Die Argumente für ein zentrales Artwork CoE

Eine branchenweite Veränderung, für die man sich einsetzen sollte, ist die Schaffung eines zentralen Artwork Center of Excellence (CoE).
Ein unabhängiges CoE kann:

  • Unklarheiten bei der Zuständigkeit zwischen Zulassungsabteilung und Lieferkette beseitigen.
  • Standardisierte Prozesse und RFT-Kennzahlen bereitstellen.
  • Technologieplattformen für Automatisierung und Korrekturlesen nutzen.
  • End-to-End-Transparenz über alle Funktionen hinweg fördern.

Während viele Unternehmen Artwork weiterhin entweder der Zulassungsabteilung oder der Lieferkette unterstellen, sorgt ein zentralisiertes Modell für Verantwortlichkeit, Agilität und Zusammenarbeit.

Wichtigste Erkenntnisse und bewährte Branchenpraktiken

1. Betrachten Sie Artwork als funktionsübergreifenden Wert
Machen Sie sich bewusst, dass die Ausführung von Artwork mehrere Bereiche beeinflusst – von Zulassungsanträgen bis hin zur Liefersicherheit. Funktionsübergreifende Zusammenarbeit ist entscheidend, um Verzögerungen bei der Compliance und Lieferengpässe zu vermeiden.

2. Etablieren Sie ein klares Governance-Modell
Definieren Sie Rollen, Verantwortlichkeiten und Eskalationswege zwischen Zulassung, Lieferkette und Verpackung. Vermeiden Sie überschneidende Zuständigkeiten oder unklare Freigabehierarchien.

3. Schaffen Sie ein zentrales Artwork Center of Excellence (CoE)
Ein dediziertes CoE sorgt für Standardisierung, Transparenz und technologische Integration. Es gewährleistet verbesserte RFT-Werte, Prozesseffizienz und ein einheitliches Berichtswesen.

4. Investieren Sie in Technologie und Automatisierung
Setzen Sie Tools für digitales Korrekturlesen, Versionskontrolle und Workflow-Management ein.

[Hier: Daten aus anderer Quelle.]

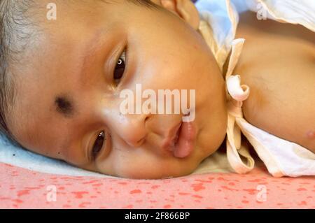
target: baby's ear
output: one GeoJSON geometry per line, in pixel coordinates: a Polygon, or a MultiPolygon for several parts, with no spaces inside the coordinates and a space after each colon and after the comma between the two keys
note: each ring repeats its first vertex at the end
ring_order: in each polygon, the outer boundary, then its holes
{"type": "Polygon", "coordinates": [[[193,29],[199,28],[199,13],[191,0],[151,0],[179,16],[193,29]]]}

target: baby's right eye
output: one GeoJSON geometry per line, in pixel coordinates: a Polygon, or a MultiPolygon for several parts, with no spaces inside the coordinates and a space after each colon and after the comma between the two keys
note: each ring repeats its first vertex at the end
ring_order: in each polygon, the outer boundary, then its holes
{"type": "Polygon", "coordinates": [[[120,79],[122,78],[122,75],[124,75],[125,69],[126,66],[125,63],[126,63],[126,50],[124,50],[120,57],[117,62],[117,64],[116,66],[115,67],[115,70],[113,72],[113,79],[116,85],[118,85],[119,82],[120,81],[120,79]]]}
{"type": "Polygon", "coordinates": [[[101,152],[106,142],[106,132],[104,131],[101,131],[97,136],[97,139],[93,145],[93,148],[91,151],[91,157],[93,160],[97,157],[97,154],[101,152]]]}

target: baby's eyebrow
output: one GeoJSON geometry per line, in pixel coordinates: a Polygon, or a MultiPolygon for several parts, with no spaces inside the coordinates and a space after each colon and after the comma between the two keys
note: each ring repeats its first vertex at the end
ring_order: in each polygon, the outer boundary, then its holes
{"type": "Polygon", "coordinates": [[[55,98],[55,104],[57,112],[66,118],[73,117],[76,113],[74,106],[74,103],[69,96],[64,95],[56,96],[55,98]]]}

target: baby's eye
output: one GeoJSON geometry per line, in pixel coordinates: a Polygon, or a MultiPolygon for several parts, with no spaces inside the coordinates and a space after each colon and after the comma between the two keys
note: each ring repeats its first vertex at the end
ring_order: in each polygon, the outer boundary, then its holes
{"type": "Polygon", "coordinates": [[[125,73],[125,68],[126,66],[126,50],[122,52],[120,57],[117,62],[116,66],[115,67],[115,70],[113,72],[113,79],[115,83],[118,85],[120,81],[120,79],[122,78],[122,75],[125,73]]]}
{"type": "Polygon", "coordinates": [[[92,160],[95,160],[97,154],[99,153],[99,152],[101,152],[106,140],[106,138],[105,131],[102,131],[97,136],[97,138],[93,145],[91,154],[92,160]]]}

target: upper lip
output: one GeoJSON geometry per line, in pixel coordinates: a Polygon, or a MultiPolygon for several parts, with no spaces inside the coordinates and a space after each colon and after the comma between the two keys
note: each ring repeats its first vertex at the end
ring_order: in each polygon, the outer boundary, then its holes
{"type": "MultiPolygon", "coordinates": [[[[176,137],[176,134],[178,131],[178,130],[181,126],[181,123],[182,123],[182,122],[179,122],[178,124],[176,124],[176,125],[172,127],[171,129],[169,129],[166,138],[162,141],[162,148],[164,150],[167,150],[168,151],[172,150],[172,148],[174,145],[173,142],[174,141],[174,140],[176,137]]],[[[178,134],[179,134],[179,133],[178,133],[178,134]]],[[[179,137],[179,136],[178,136],[178,137],[179,137]]]]}

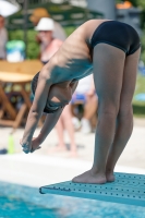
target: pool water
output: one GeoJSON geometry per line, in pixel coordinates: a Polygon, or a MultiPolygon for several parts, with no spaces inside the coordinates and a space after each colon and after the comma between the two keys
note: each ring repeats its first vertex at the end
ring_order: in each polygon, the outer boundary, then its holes
{"type": "Polygon", "coordinates": [[[0,218],[145,218],[145,208],[58,195],[0,182],[0,218]]]}

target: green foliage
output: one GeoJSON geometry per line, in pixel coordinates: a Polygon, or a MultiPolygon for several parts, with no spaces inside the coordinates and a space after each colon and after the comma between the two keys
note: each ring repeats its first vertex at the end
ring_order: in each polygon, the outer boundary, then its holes
{"type": "Polygon", "coordinates": [[[142,43],[142,53],[141,53],[141,59],[144,61],[145,63],[145,29],[143,31],[143,35],[141,38],[141,43],[142,43]]]}
{"type": "MultiPolygon", "coordinates": [[[[141,93],[145,93],[145,76],[137,74],[134,97],[141,93]]],[[[138,101],[133,98],[133,113],[134,116],[145,117],[145,101],[138,101]]]]}
{"type": "MultiPolygon", "coordinates": [[[[26,58],[37,59],[39,55],[39,45],[36,41],[36,32],[33,29],[27,31],[27,45],[26,45],[26,58]]],[[[24,32],[21,29],[10,31],[9,40],[24,40],[24,32]]]]}

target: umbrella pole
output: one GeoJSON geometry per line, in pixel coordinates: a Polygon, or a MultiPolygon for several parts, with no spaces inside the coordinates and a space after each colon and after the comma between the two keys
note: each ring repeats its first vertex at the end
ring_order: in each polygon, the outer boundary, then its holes
{"type": "Polygon", "coordinates": [[[25,56],[27,56],[27,8],[28,8],[28,1],[24,0],[24,43],[25,43],[25,56]]]}

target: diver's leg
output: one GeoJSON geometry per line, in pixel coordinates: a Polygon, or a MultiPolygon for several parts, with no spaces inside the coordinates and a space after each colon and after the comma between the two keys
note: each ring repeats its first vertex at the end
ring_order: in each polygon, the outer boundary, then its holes
{"type": "Polygon", "coordinates": [[[106,166],[106,177],[107,181],[109,182],[114,180],[114,166],[133,130],[132,98],[135,89],[140,52],[141,50],[138,49],[135,53],[128,56],[125,59],[123,84],[120,97],[120,109],[117,119],[117,131],[106,166]]]}
{"type": "Polygon", "coordinates": [[[105,183],[107,181],[106,162],[114,137],[124,60],[125,53],[110,45],[98,44],[94,48],[94,81],[98,95],[94,162],[92,169],[74,178],[74,182],[105,183]]]}

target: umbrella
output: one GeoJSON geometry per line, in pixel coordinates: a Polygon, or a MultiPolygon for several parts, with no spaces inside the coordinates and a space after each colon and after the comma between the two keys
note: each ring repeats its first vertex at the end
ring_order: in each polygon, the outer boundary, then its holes
{"type": "Polygon", "coordinates": [[[2,16],[9,16],[20,9],[21,7],[14,0],[0,0],[0,14],[2,16]]]}

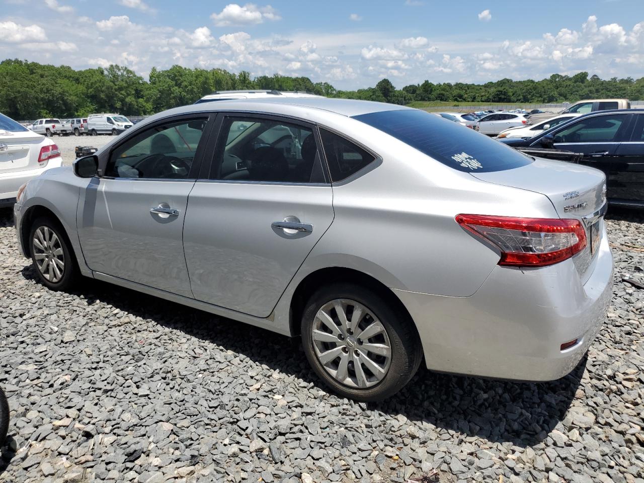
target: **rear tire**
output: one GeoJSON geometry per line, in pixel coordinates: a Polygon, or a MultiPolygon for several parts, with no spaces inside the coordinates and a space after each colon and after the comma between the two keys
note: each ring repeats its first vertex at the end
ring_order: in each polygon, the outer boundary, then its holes
{"type": "Polygon", "coordinates": [[[413,323],[388,298],[341,282],[322,287],[307,302],[304,351],[316,374],[337,394],[381,401],[398,392],[418,370],[422,351],[413,323]]]}
{"type": "Polygon", "coordinates": [[[71,244],[57,220],[37,218],[29,234],[32,261],[40,282],[53,290],[67,290],[80,273],[71,244]]]}

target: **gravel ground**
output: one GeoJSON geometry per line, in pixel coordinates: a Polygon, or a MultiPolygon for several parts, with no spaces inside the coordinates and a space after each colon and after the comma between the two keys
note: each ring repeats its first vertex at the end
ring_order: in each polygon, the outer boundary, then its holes
{"type": "Polygon", "coordinates": [[[621,281],[644,275],[643,222],[607,222],[614,295],[571,375],[421,370],[365,404],[326,392],[285,337],[90,280],[48,291],[4,212],[0,480],[644,483],[644,289],[621,281]]]}
{"type": "Polygon", "coordinates": [[[58,137],[55,136],[52,138],[52,140],[56,143],[56,146],[61,149],[61,154],[62,156],[62,166],[71,166],[71,163],[76,159],[76,153],[75,149],[76,146],[93,146],[93,147],[102,147],[107,144],[113,138],[111,136],[62,136],[58,137]]]}

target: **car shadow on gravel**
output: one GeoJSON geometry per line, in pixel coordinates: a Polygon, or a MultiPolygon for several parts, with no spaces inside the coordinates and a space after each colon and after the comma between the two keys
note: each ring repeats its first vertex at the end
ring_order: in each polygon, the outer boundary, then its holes
{"type": "MultiPolygon", "coordinates": [[[[22,274],[36,279],[31,265],[22,274]]],[[[309,368],[297,339],[90,279],[72,294],[90,305],[100,301],[326,389],[309,368]],[[294,352],[298,354],[294,356],[294,352]]],[[[399,419],[402,415],[411,421],[429,423],[421,425],[423,430],[433,430],[433,426],[460,433],[462,440],[476,436],[493,442],[532,446],[545,439],[564,418],[585,366],[585,357],[565,377],[538,384],[440,374],[421,366],[398,394],[381,402],[360,403],[356,409],[371,410],[372,417],[378,412],[399,419]]]]}

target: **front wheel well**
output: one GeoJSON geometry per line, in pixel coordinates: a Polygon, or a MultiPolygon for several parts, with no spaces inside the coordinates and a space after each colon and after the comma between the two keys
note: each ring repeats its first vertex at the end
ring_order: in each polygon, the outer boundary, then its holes
{"type": "MultiPolygon", "coordinates": [[[[332,267],[321,269],[310,273],[295,289],[293,297],[291,298],[289,317],[292,336],[299,335],[302,315],[309,298],[321,287],[340,281],[355,283],[371,289],[378,293],[388,303],[391,304],[397,313],[401,314],[412,324],[416,334],[418,334],[418,330],[411,314],[391,289],[377,279],[359,270],[341,267],[332,267]]],[[[420,340],[420,336],[418,337],[420,340]]]]}
{"type": "MultiPolygon", "coordinates": [[[[63,233],[64,233],[65,236],[68,239],[67,242],[69,242],[69,236],[65,231],[62,223],[61,223],[61,220],[58,216],[52,210],[42,205],[32,206],[27,210],[27,212],[23,216],[23,222],[20,225],[20,240],[23,243],[23,251],[27,257],[31,257],[32,256],[32,247],[31,243],[29,243],[29,235],[31,233],[32,225],[33,225],[34,221],[41,216],[52,220],[60,225],[62,229],[63,233]]],[[[71,247],[71,245],[70,246],[71,247]]]]}

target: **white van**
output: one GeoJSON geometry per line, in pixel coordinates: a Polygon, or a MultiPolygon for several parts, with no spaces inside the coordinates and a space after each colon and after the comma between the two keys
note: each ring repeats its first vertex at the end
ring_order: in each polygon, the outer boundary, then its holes
{"type": "Polygon", "coordinates": [[[87,117],[87,132],[92,136],[99,134],[116,136],[132,126],[129,119],[120,114],[90,114],[87,117]]]}

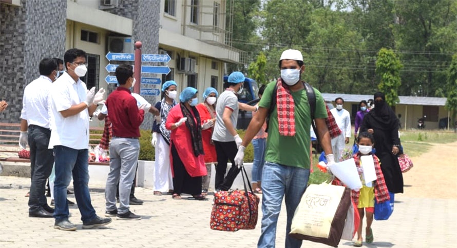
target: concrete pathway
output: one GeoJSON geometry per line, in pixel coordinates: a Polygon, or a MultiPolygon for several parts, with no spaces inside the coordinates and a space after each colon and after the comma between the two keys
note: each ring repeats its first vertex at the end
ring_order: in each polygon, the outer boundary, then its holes
{"type": "MultiPolygon", "coordinates": [[[[260,213],[254,230],[234,233],[210,229],[212,201],[173,200],[171,196],[154,196],[151,189],[137,188],[136,195],[142,205],[131,206],[141,215],[139,221],[115,218],[106,227],[83,230],[76,206],[70,207],[70,220],[75,232],[53,228],[53,219],[29,218],[30,178],[0,176],[0,247],[253,247],[260,233],[260,213]]],[[[92,187],[91,196],[97,214],[105,211],[103,186],[92,187]]],[[[72,195],[69,196],[72,200],[72,195]]],[[[211,197],[210,197],[211,199],[211,197]]],[[[48,200],[49,198],[48,198],[48,200]]],[[[453,247],[457,244],[457,199],[409,198],[395,196],[395,210],[387,221],[375,221],[374,242],[369,247],[453,247]]],[[[283,247],[285,236],[285,206],[280,216],[276,246],[283,247]]],[[[339,247],[352,247],[341,240],[339,247]]],[[[303,241],[303,247],[327,245],[303,241]]]]}

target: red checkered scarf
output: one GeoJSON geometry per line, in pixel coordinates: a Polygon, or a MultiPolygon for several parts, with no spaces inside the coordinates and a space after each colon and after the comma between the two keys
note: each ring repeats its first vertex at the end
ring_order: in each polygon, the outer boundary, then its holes
{"type": "Polygon", "coordinates": [[[295,135],[295,103],[289,86],[282,84],[280,77],[278,78],[276,84],[278,86],[276,102],[279,134],[294,136],[295,135]]]}
{"type": "Polygon", "coordinates": [[[100,140],[100,148],[103,150],[109,149],[109,139],[112,137],[112,126],[111,120],[107,115],[105,116],[105,127],[103,129],[103,135],[100,140]]]}
{"type": "MultiPolygon", "coordinates": [[[[355,161],[355,165],[358,168],[360,167],[360,153],[358,152],[353,157],[354,161],[355,161]]],[[[390,196],[389,195],[389,190],[387,189],[387,185],[386,185],[386,181],[384,180],[384,175],[383,174],[383,171],[381,170],[379,159],[374,154],[372,156],[373,156],[373,161],[374,162],[374,170],[376,172],[376,177],[377,177],[376,181],[374,181],[374,197],[379,203],[389,201],[390,200],[390,196]]],[[[359,172],[359,173],[361,174],[361,172],[359,172]]],[[[333,179],[332,183],[334,185],[346,186],[336,177],[333,179]]],[[[352,199],[352,201],[354,202],[356,205],[358,205],[360,191],[356,191],[355,190],[351,190],[351,197],[352,199]]]]}

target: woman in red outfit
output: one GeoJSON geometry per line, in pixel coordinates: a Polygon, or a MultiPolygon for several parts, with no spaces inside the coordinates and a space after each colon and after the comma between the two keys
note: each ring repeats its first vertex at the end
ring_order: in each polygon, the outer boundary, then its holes
{"type": "Polygon", "coordinates": [[[203,102],[197,106],[197,110],[200,114],[202,126],[201,136],[205,151],[205,165],[207,175],[203,176],[202,181],[201,193],[206,195],[210,187],[210,178],[211,176],[212,164],[217,164],[216,155],[216,147],[211,139],[213,130],[216,121],[216,100],[217,99],[217,90],[213,87],[208,87],[203,93],[203,102]]]}
{"type": "Polygon", "coordinates": [[[173,199],[180,199],[182,193],[204,200],[201,194],[202,177],[206,175],[202,141],[197,89],[187,87],[179,95],[179,104],[167,117],[165,127],[172,130],[170,160],[173,165],[173,199]]]}

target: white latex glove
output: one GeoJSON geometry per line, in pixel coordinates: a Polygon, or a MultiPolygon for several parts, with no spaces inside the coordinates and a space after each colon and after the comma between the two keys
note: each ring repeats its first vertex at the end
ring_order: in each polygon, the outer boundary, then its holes
{"type": "Polygon", "coordinates": [[[98,109],[93,112],[93,114],[92,114],[92,118],[97,118],[99,117],[99,114],[101,113],[102,110],[98,109]]]}
{"type": "Polygon", "coordinates": [[[144,110],[144,112],[147,112],[149,111],[149,109],[151,108],[151,104],[142,104],[138,107],[138,109],[142,109],[144,110]]]}
{"type": "Polygon", "coordinates": [[[27,147],[27,131],[21,131],[21,134],[19,135],[19,146],[23,149],[25,149],[27,147]]]}
{"type": "Polygon", "coordinates": [[[86,105],[89,107],[93,102],[93,98],[95,97],[95,87],[92,87],[92,89],[90,90],[87,90],[86,93],[86,100],[83,102],[86,104],[86,105]]]}
{"type": "Polygon", "coordinates": [[[181,119],[179,120],[179,121],[175,123],[175,125],[176,126],[176,127],[177,128],[181,126],[183,123],[186,122],[186,120],[187,120],[187,117],[181,118],[181,119]]]}
{"type": "Polygon", "coordinates": [[[243,146],[240,146],[238,148],[238,151],[236,153],[236,156],[235,156],[235,164],[239,168],[243,165],[243,162],[244,159],[244,150],[246,148],[243,146]]]}
{"type": "Polygon", "coordinates": [[[93,97],[93,104],[97,105],[103,100],[103,97],[105,97],[105,89],[103,88],[99,90],[99,91],[95,94],[93,97]]]}
{"type": "Polygon", "coordinates": [[[235,138],[235,142],[236,143],[236,148],[239,148],[240,146],[241,145],[241,142],[243,142],[243,140],[240,138],[240,136],[238,134],[233,137],[235,138]]]}
{"type": "Polygon", "coordinates": [[[214,126],[214,121],[213,120],[207,120],[202,125],[201,125],[202,130],[206,130],[208,128],[211,128],[214,126]]]}
{"type": "Polygon", "coordinates": [[[157,133],[153,132],[153,139],[151,140],[151,144],[153,147],[156,147],[156,143],[157,143],[157,133]]]}
{"type": "Polygon", "coordinates": [[[332,171],[330,170],[330,168],[329,168],[329,166],[331,166],[335,163],[335,155],[333,154],[327,154],[326,155],[326,159],[327,160],[327,172],[328,172],[329,174],[330,174],[330,175],[333,175],[332,173],[332,171]]]}

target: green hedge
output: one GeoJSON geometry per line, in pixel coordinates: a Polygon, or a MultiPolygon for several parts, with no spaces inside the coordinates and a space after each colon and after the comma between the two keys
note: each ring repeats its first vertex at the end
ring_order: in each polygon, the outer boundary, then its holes
{"type": "MultiPolygon", "coordinates": [[[[242,138],[244,136],[244,130],[238,130],[238,133],[242,138]]],[[[151,144],[152,138],[150,130],[140,130],[141,137],[140,137],[140,156],[138,159],[140,160],[154,161],[155,159],[155,150],[151,144]]],[[[254,160],[254,148],[252,144],[246,148],[244,151],[244,162],[252,163],[254,160]]]]}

Automatisierte Prüfsysteme und Barcode-Validierungssysteme reduzieren manuelle Fehler und erhöhen die Compliance-Geschwindigkeit.

5. Messen Sie, worauf es ankommt – RFT, TAT und Compliance
Verfolgen Sie Right First Time (RFT) in jeder Phase – von der Eingabengenauigkeit bis hin zur Bearbeitungszeit für Freigaben. Überprüfen Sie Kennzahlen regelmäßig und treiben Sie die kontinuierliche Verbesserung voran.

6. Sorgen Sie für eine starke Abstimmung mit Lieferanten und Partnern
Binden Sie externe Partner – wie Designstudios und Druckdienstleister – als Teil des Qualitäts- und Compliance-Ökosystems ein.

Fazit – Es ist ein kollaboratives Ökosystem

Pharma-Verpackungs-Artwork mag zwar bei der Zulassungsabteilung beginnen, aber es erfolgreich sein kann es nur durch Zusammenarbeit.
Jeder Beteiligte – Zulassung, Verpackung, Lieferkette, Herstellung und Qualität – trägt einen entscheidenden Teil zum Gesamtbild bei.
Die wahre Stärke des Artwork-Managements liegt darin, es als kollaboratives Ökosystem und nicht als isolierte Funktion zu begreifen.

Denn letztlich geht es bei präzisem Artwork nicht nur um Compliance –
sondern darum sicherzustellen, dass Patienten sichere und korrekt gekennzeichnete Medikamente rechtzeitig erhalten.